Or it may have been the prospect of going up one set against fourth-seeded Janne Holmia of Florida, ranked fifth nationally in the preseason, that flashed through the Harvard co-captain’s mind.
Even the comedic third option that Nguyen should have complied with his first-round “strategy” of remaining ignorant of the draw easily comes to mind in the hindsight of a hotly-contested match.
Likely a combination of these factors allowed Holmia to save three set points in the first and force a tiebreaker that he would eventually win 7-4 and ultimately end Harvard’s hopes of Nguyen being the first Crimson champion at the ITA Nationals since James Blake ’01 in 1998.
Holmia beat Nguyen 7-6 (4), 6-2 in the second round of the 32-man competition.
Nguyen advanced to the second round by defeating Nathan Price of Arkansas 7-5. 3-6, 6-4 on Thursday.
Afterwards, Nguyen recounted his play with animated optimism.
“All in all, I’m happy with my performance,” Nguyen said. “To be honest, I didn’t even feel like I was playing my best tennis against [Holmia] or Price. I know that I have the skills to beat Holmia.”

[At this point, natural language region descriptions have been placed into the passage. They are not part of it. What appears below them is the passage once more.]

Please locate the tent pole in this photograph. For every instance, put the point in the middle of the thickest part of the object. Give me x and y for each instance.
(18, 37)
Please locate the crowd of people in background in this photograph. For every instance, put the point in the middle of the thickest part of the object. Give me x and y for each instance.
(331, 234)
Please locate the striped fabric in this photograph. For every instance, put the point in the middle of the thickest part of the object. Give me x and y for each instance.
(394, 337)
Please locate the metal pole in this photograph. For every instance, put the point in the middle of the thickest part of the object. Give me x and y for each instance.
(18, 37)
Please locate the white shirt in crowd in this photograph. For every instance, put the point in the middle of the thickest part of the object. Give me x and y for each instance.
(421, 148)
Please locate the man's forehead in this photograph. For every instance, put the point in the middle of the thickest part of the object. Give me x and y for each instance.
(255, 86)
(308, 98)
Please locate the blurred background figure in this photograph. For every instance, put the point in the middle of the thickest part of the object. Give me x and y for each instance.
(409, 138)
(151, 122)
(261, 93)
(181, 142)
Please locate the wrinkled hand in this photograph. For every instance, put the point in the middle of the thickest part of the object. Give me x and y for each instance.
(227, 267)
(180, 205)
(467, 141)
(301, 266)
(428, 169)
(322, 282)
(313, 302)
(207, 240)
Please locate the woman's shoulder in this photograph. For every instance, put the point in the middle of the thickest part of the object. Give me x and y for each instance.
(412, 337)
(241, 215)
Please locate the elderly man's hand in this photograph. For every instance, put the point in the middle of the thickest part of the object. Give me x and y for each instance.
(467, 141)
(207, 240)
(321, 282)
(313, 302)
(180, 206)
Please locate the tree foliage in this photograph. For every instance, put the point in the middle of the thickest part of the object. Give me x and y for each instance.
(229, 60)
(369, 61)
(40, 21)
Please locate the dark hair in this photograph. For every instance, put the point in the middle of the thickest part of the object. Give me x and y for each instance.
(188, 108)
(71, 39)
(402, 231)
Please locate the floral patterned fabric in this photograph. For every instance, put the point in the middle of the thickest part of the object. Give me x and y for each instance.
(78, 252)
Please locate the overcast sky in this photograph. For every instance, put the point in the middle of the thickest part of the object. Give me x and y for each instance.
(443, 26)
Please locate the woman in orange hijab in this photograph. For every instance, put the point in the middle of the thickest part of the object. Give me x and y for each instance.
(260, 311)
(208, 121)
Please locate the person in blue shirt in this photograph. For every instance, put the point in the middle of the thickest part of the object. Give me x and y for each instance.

Shaking his head and revealing a rueful smile, he added, “Man, I was so close...” before trailing off, not sure if he should be kicking himself or patting himself on the back—the same back that had pained him so greatly the night before that he had to wear a heated wrap during his match.
Nguyen had never suffered through cramps of any kind during a match prior to this tournament.
There is at least one thing of which Nguyen can be sure.
Informed of Price’s national ranking of 56 in the preseason, Nguyen nodded his head, apparently aware that he can hold his own against the nation’s elite.
Nguyen plans to take the week off before rejoining his teammates in training for the remainder of the season.